Correlation Between Ko Ja and Nan Yang
Can any of the company-specific risk be diversified away by investing in both Ko Ja and Nan Yang at the same time? Although using a correlation coefficient on its own may not help to predict future stock returns, this module helps to understand the diversifiable risk of combining Ko Ja and Nan Yang into the same portfolio, which is an essential part of the fundamental portfolio management process.
By analyzing existing cross correlation between Ko Ja Cayman and Nan Yang Dyeing, you can compare the effects of market volatilities on Ko Ja and Nan Yang and check how they will diversify away market risk if combined in the same portfolio for a given time horizon. You can also utilize pair trading strategies of matching a long position in Ko Ja with a short position of Nan Yang. Check out your portfolio center. Please also check ongoing floating volatility patterns of Ko Ja and Nan Yang.

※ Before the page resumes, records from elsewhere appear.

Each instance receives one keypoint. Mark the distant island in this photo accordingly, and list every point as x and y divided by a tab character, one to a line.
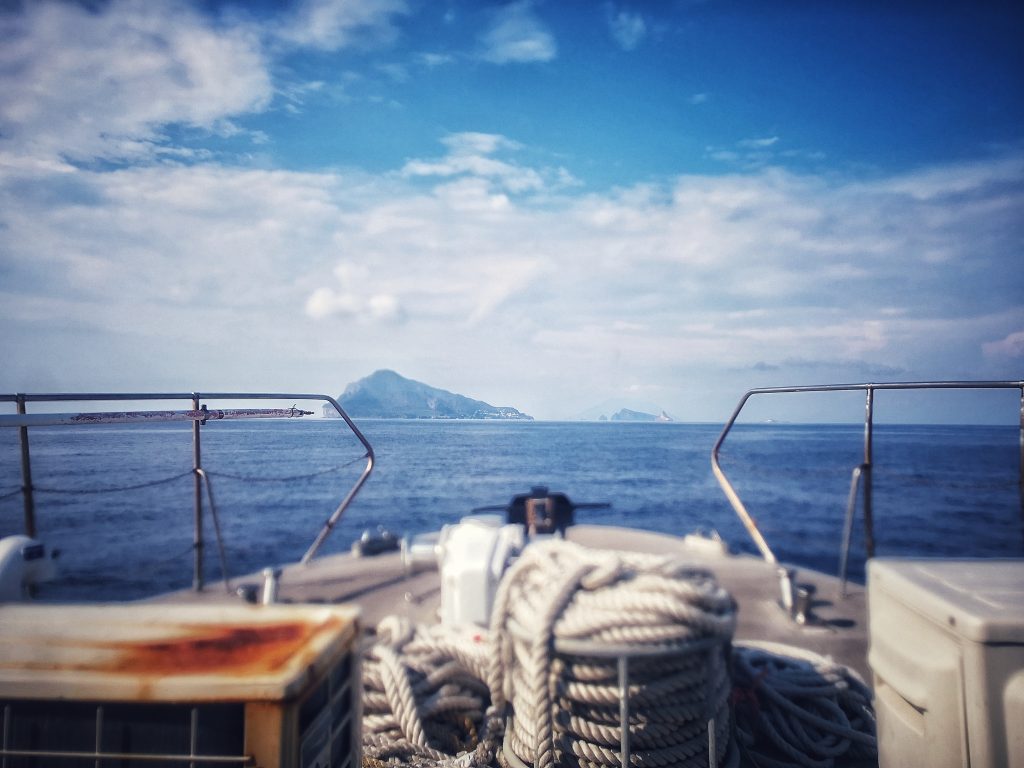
627	415
385	394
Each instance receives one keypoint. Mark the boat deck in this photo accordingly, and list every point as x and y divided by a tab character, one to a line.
381	586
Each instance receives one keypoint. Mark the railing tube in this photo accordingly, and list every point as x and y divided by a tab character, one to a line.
867	471
30	502
730	492
851	509
1020	474
198	505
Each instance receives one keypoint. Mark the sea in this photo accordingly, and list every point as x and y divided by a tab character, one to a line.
118	501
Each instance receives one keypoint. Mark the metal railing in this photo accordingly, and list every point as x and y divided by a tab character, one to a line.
861	475
199	415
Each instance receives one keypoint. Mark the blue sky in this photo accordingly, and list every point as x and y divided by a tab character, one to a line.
549	205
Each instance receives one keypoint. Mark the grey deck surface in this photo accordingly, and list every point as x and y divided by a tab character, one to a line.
381	587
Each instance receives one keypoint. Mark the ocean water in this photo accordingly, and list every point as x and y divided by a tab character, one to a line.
117	501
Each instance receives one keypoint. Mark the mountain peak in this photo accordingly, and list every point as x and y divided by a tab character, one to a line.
386	394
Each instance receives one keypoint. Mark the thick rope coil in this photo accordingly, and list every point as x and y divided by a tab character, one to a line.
566	706
424	699
794	708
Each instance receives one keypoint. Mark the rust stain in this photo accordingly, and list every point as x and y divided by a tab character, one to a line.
233	649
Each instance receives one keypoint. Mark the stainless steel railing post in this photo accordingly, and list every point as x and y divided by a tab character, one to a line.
198	532
866	467
30	502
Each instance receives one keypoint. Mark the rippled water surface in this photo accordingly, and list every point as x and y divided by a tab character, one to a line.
938	491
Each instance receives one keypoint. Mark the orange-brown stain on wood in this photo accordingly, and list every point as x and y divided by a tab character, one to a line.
241	650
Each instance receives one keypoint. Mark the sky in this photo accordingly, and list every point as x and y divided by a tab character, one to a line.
555	206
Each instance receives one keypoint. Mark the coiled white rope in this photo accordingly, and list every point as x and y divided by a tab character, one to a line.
436	696
795	708
566	706
424	698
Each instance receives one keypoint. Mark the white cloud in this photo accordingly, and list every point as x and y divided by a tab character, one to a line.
471	154
69	92
516	35
627	29
759	143
647	284
1012	346
331	25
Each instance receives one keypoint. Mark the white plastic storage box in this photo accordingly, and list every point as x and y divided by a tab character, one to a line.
179	685
947	658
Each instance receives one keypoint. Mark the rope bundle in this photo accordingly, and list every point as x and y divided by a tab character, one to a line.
566	706
795	708
424	697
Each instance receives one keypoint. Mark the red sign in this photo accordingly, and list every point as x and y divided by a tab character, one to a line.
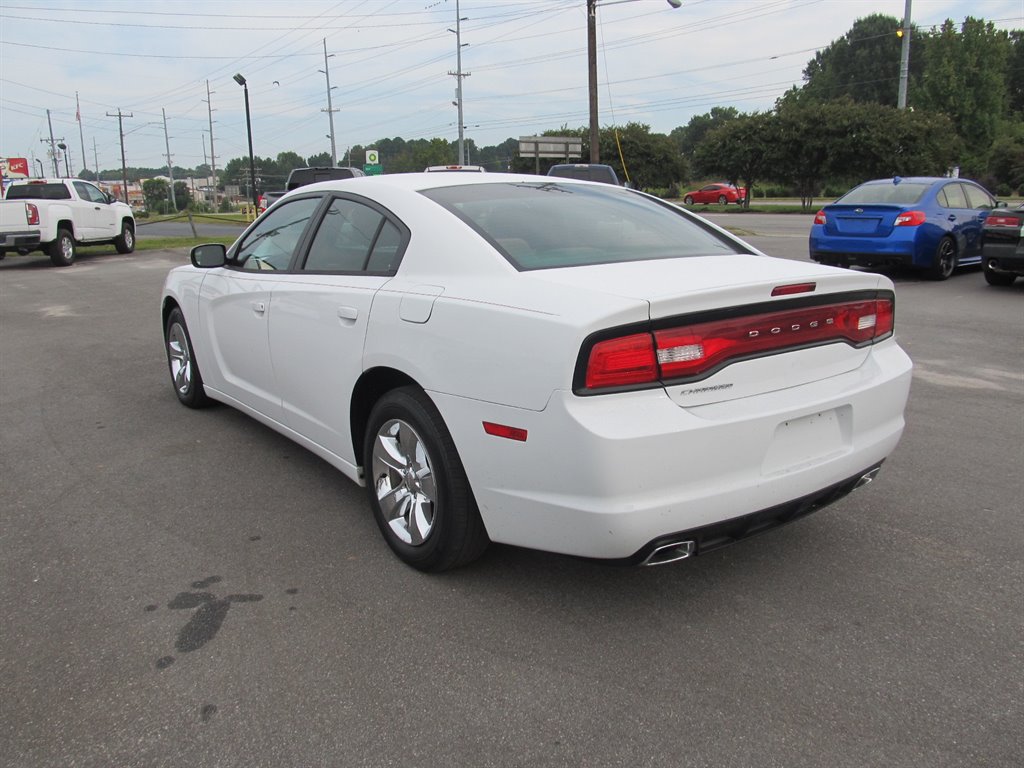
13	168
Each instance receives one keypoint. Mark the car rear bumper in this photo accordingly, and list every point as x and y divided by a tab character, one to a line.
1001	257
898	248
612	477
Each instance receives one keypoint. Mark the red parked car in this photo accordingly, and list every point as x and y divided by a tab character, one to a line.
721	194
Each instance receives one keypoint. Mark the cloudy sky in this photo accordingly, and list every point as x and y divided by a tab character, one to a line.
389	65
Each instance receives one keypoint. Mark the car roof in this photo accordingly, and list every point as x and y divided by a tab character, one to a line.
423	180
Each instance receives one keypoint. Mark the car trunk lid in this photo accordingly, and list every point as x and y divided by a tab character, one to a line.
861	221
784	305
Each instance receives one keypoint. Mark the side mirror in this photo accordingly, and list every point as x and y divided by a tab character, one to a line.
208	255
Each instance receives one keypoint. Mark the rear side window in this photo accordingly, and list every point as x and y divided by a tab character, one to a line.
553	224
38	192
978	198
353	238
271	243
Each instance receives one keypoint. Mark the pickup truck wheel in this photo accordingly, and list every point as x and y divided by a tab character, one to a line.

Diversification Opportunities for Ko Ja and Nan Yang
Poor diversification
The 3 months correlation between 5215 and Nan is 0.76. Overlapping area represents the amount of risk that can be diversified away by holding Ko Ja Cayman and Nan Yang Dyeing in the same portfolio, assuming nothing else is changed. The correlation between historical prices or returns on Nan Yang Dyeing and Ko Ja is a relative statistical measure of the degree to which these equity instruments tend to move together. The correlation coefficient measures the extent to which returns on Ko Ja Cayman are associated (or correlated) with Nan Yang. Values of the correlation coefficient range from -1 to +1, where. The correlation of zero (0) is possible when the price movement of Nan Yang Dyeing has no effect on the direction of Ko Ja i.e., Ko Ja and Nan Yang go up and down completely randomly.
Pair Corralation between Ko Ja and Nan Yang
Assuming the 90 days trading horizon Ko Ja Cayman is expected to under-perform the Nan Yang. In addition to that, Ko Ja is 2.41 times more volatile than Nan Yang Dyeing. It trades about -0.05 of its total potential returns per unit of risk. Nan Yang Dyeing is currently generating about -0.02 per unit of volatility. If you would invest 3,750 in Nan Yang Dyeing on October 3, 2024 and sell it today you would lose (200.00) from holding Nan Yang Dyeing or give up 5.33% of portfolio value over 90 days.
Time Period | 3 Months [change] |
Direction | Moves Together |
Strength | Significant |
Accuracy | 100.0% |
Values | Daily Returns |
Ko Ja Cayman vs. Nan Yang Dyeing
Performance |
Timeline |
Ko Ja Cayman |
Nan Yang Dyeing |
Ko Ja and Nan Yang Volatility Contrast
Predicted Return Density |
Returns |
Pair Trading with Ko Ja and Nan Yang
The main advantage of trading using opposite Ko Ja and Nan Yang positions is that it hedges away some unsystematic risk. Because of two separate transactions, even if Ko Ja position performs unexpectedly, Nan Yang can make up some of the losses. Pair trading also minimizes risk from directional movements in the market. For example, if an entire industry or sector drops because of unexpected headlines, the short position in Nan Yang will offset losses from the drop in Nan Yang's long position.Ko Ja vs. Charoen Pokphand Enterprise | Ko Ja vs. Taiwan Secom Co | Ko Ja vs. Ruentex Development Co | Ko Ja vs. Symtek Automation Asia |
Nan Yang vs. Ruentex Development Co | Nan Yang vs. Symtek Automation Asia | Nan Yang vs. WiseChip Semiconductor | Nan Yang vs. Novatek Microelectronics Corp |
Check out your portfolio center.Note that this page's information should be used as a complementary analysis to find the right mix of equity instruments to add to your existing portfolios or create a brand new portfolio. You can also try the Investing Opportunities module to build portfolios using our predefined set of ideas and optimize them against your investing preferences.